Most of Las Vegas Mayor Carolyn Goodman’s recent State of the City speech tilled familiar ground. She praised members of the City Council, highlighted progress being made with downtown redevelopment and mixed in a little schtick to lighten what otherwise was a paint-by-numbers presentation.
What set this year’s speech apart from the previous two was the mayor’s substantial referral to the recent serious head injuries son and Municipal Judge Eric Goodman suffered in December while running near his home. A shadow of mystery shrouds the incident, which at first was inaccurately reported in the press. Even after light began to be shed on Goodman’s severe head injuries, it remains unclear whether he suffered blows from an assault or was hurt in a fall because of a medical issue or a fainting spell.
Information from Metro increasingly points to the injuries coming as result of some sort of medical condition and not an assault, but even former Mayor Goodman seemed confused about the cause.
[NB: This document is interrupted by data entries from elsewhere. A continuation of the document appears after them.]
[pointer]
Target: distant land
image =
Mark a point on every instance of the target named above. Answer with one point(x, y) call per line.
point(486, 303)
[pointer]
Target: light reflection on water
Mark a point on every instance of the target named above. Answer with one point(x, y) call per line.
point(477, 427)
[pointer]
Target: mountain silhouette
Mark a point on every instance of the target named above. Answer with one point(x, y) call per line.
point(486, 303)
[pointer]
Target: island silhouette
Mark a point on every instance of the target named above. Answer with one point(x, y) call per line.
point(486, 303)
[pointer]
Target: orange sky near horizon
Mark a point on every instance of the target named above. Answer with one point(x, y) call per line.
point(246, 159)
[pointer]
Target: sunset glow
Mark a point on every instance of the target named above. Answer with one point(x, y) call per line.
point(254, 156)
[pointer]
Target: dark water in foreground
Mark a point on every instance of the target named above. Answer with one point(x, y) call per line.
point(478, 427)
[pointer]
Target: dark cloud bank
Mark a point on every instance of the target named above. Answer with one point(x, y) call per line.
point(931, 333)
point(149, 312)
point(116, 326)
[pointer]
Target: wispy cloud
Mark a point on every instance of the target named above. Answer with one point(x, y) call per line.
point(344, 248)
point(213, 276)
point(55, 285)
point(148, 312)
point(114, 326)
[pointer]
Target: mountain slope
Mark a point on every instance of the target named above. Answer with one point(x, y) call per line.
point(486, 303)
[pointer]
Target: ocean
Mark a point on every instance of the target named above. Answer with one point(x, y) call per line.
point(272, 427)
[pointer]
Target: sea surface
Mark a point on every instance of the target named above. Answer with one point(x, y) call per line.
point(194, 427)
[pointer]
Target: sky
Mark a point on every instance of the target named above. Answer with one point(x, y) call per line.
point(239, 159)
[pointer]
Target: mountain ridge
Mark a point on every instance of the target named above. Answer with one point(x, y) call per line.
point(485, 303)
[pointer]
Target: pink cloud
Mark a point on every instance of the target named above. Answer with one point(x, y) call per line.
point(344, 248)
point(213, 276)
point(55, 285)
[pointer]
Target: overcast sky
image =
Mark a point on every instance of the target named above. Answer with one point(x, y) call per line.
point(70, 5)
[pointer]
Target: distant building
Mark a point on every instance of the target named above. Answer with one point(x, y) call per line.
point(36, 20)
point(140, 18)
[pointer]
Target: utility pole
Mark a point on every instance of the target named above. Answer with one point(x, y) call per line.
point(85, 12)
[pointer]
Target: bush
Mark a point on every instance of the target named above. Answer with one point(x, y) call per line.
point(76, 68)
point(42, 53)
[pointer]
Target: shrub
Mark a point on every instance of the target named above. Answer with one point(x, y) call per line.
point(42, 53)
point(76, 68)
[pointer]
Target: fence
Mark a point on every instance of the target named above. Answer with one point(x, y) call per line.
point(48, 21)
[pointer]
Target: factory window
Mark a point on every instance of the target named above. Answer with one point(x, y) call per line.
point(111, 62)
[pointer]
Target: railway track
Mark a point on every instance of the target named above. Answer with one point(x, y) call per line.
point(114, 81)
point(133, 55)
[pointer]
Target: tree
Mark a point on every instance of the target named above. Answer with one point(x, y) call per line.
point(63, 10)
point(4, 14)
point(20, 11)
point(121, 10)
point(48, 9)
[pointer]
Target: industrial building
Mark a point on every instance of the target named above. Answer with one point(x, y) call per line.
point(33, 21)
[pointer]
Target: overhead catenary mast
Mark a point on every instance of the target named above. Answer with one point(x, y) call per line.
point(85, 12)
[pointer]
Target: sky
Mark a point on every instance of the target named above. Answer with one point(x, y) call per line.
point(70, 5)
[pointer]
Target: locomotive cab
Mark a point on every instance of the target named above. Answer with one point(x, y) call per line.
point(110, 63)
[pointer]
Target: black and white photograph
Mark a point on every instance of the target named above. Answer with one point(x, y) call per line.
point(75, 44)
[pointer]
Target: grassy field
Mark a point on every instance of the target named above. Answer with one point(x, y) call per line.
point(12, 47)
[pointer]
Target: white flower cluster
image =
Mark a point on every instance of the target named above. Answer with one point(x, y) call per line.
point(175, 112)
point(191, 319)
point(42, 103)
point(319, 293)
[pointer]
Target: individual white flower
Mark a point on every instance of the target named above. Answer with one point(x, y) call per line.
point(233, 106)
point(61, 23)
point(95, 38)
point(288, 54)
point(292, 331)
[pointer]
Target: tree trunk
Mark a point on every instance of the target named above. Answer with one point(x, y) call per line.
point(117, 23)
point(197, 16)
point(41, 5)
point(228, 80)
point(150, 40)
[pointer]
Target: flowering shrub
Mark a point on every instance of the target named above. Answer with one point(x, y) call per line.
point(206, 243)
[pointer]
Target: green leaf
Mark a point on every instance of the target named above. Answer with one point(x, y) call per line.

The Goodman family offered some cooperation with the press but also asked that their son’s privacy be respected. No surprise there. Judge Goodman, by all accounts, is lucky to be alive and benefited greatly from swift and professional treatment by Las Vegas Fire &Rescue paramedics as well as the expert physicians and nurses in the trauma unit at University Medical Center.
It hardly shocked the audience during her State of the City when Mayor Goodman effusively thanked those professionals in the field and on the front lines at the hospital. What must have surprised at least some people was the extent to which she spoke not only about her son’s injuries and those professionals, but she went to the extent of offering up a plan to improve identification of persons who leave their homes without the usual wallet and driver’s license.
“While the experience for our family was beyond comprehension, it gave Oscar and me the closest look at how our community, from a public safety and health care perspective, functions,” Mayor Goodman said “The first responders that carried Eric, and the medical professionals that treated him, were world class. While he is fortunately on the road to full recovery, one of the critical lessons of which we became painfully aware, is how these pieces of city safety and health care integrate. And if they are less than the highest quality, it makes each of us and our loved ones totally vulnerable to irreversible, even terminal outcomes. And, as with our son, we were totally vulnerable. As you know, as mayor I am extremely proud of our fire and rescue department now led by our wonderful Chief Willie McDowell. …”
And on she went.
Using her son’s injuries as an entry point to present such an initiative seems logical and even laudable, but by going to such a great extent to discuss the incident in a public forum, the mayor has essentially forfeited the right to also ask for privacy on this issue.
If there was ever a Las Vegas family that has a challenge balancing its public and private lives, it’s the Goodmans
Former Mayor Oscar is essentially a Las Vegas mascot come to life. He even has a downtown restaurant named after him. At this rate, the city’s new logo will include a profile of his schnoz.
Current Mayor Carolyn uses her husband and predecessor as a second banana in an act that is one part vaudeville and one part Nick and Nora Charles. Her elaborate use of her son’s injury to applaud first responders and present a safety initiative makes sense.
But now that she has gone so public, it’s incumbent upon the mayor, recovering Judge Goodman, and Metro investigators to tell the public the rest of the story when it becomes available.